Hubbard Center, a business incubator in Maryville, Mo., will work with Integrated Animal Health on the testing and developing of products designed to improve the health of cattle, sheep, swine, poultry and fish.

Formed in December 2013, Integrated Animal Health makes horse fertility feeds and equine performance supplements. The company is designing feed additives to help control mastitis, reduce antibiotic use in dairy cattle, and improve weight gain in dairy calves and feedlot cattle.

Also in the pipeline are an Oxycodone pain-relief patch for racehorses suffering from leg soreness, other feed additives, parasiticides, and a gender-selection technology for the breeding of hogs and dairy cattle.

“Providing adequate protein to the world is one of the key challenges facing people and governments around the world,” said Blake Hawley, DVM, who will oversee the company’s U.S. operations after serving as chief commercial officer at Kindred Biosciences. “We see Integrated Animal Health playing a significant role in this endeavor because we will license out our technologies to provide the greatest exposure for improving livestock efficiencies globally.”

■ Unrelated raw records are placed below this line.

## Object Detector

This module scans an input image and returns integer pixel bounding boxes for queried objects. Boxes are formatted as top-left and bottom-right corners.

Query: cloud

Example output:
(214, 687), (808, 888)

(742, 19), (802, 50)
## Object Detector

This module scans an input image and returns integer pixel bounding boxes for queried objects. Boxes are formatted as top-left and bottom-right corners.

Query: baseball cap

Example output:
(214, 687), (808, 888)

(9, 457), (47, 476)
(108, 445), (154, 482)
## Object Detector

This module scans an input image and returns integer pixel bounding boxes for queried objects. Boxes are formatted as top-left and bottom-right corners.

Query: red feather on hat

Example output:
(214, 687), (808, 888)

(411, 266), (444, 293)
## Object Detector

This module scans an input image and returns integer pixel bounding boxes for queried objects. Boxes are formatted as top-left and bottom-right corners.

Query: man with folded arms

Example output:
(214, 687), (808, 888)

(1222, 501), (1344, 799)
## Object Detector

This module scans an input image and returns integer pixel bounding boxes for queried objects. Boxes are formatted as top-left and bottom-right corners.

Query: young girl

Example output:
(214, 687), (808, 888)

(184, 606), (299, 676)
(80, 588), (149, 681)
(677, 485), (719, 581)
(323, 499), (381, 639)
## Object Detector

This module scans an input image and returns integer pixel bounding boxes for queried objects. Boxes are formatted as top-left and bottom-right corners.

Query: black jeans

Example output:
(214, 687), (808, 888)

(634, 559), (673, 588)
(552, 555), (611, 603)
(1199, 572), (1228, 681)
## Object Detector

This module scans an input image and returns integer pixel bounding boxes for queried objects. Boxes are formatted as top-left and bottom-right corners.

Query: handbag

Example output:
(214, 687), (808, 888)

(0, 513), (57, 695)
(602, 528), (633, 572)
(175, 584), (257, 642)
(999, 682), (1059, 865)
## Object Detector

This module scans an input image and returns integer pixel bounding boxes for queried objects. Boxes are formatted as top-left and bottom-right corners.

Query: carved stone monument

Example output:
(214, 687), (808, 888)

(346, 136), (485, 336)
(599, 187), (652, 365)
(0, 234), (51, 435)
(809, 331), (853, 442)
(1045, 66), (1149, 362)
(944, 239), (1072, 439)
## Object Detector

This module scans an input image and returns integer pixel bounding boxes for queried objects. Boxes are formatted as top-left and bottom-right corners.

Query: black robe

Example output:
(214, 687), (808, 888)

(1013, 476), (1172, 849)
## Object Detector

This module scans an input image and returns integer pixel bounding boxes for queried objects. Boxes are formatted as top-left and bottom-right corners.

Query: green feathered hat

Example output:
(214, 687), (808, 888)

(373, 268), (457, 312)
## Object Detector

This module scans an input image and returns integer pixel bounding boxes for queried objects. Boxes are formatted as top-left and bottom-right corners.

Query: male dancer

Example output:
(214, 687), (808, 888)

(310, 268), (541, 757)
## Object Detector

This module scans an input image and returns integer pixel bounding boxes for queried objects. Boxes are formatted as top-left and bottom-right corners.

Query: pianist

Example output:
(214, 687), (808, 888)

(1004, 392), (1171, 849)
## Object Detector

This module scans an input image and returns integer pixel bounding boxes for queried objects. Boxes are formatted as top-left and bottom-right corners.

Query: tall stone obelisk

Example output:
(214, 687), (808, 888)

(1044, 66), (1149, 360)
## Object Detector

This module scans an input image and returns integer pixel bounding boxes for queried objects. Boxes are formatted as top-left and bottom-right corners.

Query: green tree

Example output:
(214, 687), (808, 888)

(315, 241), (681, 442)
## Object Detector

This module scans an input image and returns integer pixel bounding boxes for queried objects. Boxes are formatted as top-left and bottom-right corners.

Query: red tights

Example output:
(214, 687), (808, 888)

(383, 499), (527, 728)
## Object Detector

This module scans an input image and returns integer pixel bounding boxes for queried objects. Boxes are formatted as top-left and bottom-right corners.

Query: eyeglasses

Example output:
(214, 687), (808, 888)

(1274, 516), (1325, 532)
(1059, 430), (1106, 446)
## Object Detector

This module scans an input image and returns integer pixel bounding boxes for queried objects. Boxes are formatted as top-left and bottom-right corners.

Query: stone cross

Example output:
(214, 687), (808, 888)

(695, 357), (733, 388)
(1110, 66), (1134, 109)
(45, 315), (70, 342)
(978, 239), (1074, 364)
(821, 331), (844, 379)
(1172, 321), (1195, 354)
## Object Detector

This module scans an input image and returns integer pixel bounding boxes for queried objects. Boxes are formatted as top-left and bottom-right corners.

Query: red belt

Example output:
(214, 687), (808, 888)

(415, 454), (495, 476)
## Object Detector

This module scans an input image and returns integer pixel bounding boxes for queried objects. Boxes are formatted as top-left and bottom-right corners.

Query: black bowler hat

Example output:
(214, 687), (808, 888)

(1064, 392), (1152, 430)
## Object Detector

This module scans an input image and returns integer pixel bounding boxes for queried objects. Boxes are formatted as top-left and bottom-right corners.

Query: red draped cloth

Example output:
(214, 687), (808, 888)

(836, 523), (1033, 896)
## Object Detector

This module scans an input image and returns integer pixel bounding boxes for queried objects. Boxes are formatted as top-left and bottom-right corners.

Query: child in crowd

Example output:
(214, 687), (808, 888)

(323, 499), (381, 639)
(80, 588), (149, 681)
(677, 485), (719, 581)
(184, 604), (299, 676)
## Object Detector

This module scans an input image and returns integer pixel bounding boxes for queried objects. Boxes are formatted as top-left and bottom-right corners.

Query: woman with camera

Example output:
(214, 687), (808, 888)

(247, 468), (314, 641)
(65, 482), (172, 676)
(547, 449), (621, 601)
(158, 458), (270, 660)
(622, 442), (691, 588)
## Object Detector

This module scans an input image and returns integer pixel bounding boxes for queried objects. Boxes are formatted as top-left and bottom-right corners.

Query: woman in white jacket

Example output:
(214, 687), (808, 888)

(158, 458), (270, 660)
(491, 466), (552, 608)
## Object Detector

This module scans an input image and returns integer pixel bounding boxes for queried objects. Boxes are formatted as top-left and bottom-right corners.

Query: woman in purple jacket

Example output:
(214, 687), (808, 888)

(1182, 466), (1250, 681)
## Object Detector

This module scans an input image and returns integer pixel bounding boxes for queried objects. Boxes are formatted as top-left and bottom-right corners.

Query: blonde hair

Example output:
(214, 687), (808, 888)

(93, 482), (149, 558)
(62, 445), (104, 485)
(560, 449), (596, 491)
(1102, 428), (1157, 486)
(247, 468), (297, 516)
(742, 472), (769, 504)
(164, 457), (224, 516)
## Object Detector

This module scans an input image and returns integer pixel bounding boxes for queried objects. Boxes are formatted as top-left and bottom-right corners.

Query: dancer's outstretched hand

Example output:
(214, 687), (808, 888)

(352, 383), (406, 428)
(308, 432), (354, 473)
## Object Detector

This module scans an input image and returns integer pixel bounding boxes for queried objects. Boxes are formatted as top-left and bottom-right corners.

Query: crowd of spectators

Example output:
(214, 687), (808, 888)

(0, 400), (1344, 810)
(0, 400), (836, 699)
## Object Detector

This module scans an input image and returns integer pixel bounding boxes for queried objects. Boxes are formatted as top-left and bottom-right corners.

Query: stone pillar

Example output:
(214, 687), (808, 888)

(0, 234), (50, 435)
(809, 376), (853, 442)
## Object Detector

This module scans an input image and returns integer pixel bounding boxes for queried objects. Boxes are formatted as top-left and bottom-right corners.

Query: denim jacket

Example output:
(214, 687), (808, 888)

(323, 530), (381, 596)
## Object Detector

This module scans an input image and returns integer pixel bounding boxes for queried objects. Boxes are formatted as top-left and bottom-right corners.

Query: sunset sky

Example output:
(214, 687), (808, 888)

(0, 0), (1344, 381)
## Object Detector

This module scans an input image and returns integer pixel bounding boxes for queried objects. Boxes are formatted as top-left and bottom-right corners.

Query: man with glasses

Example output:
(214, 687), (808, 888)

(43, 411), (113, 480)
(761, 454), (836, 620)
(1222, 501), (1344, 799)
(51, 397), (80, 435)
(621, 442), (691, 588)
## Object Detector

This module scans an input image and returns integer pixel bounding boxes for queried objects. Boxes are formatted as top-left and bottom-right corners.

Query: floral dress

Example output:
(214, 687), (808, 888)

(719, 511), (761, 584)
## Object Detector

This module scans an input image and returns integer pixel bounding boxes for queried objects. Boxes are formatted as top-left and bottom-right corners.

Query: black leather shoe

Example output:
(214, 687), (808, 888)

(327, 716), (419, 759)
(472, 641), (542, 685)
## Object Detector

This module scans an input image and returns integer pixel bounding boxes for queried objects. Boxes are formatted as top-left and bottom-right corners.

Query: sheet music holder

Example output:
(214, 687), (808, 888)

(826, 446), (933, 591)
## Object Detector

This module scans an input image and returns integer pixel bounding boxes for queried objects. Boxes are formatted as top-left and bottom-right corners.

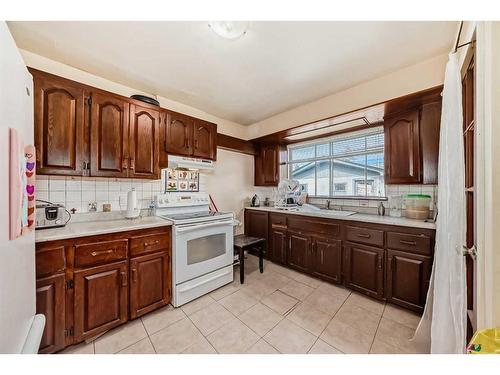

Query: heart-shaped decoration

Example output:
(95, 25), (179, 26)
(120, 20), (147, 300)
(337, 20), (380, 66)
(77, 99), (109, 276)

(26, 162), (35, 171)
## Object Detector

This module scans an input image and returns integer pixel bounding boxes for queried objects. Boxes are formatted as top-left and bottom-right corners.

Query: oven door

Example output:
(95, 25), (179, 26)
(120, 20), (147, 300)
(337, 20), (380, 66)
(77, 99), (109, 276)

Setting up in the corridor, a 300-mile stretch of Missouri and Kansas containing more than 300 animal health companies, is a natural move for Integrated Animal Health, which plans to select a headquarters location by summertime.

“We see our 10-year partnership with Northwest Missouri State University as the beginning of bringing our Silicon Valley style of biotechnology and nanotechnology innovation to the ‘Farmacon Valley’ and the industry as a whole,” said company founder and CEO Rob Neely.

Integrated Animal Health will partner with the university’s department of agricultural sciences and with professors and students at the 46,679-square-foot Hubbard Center.

“Northwest Missouri State University is a natural fit for our U.S. rollout, as along with other species they also have a fully functioning and working dairy on campus,” Neely said.

Students will tackle “hands-on, real-world issues and, in our case, with potentially disruptive technologies,” Neely added. “This cooperation will allow the students to play a big role in refining our cutting-edge science and existing technologies.”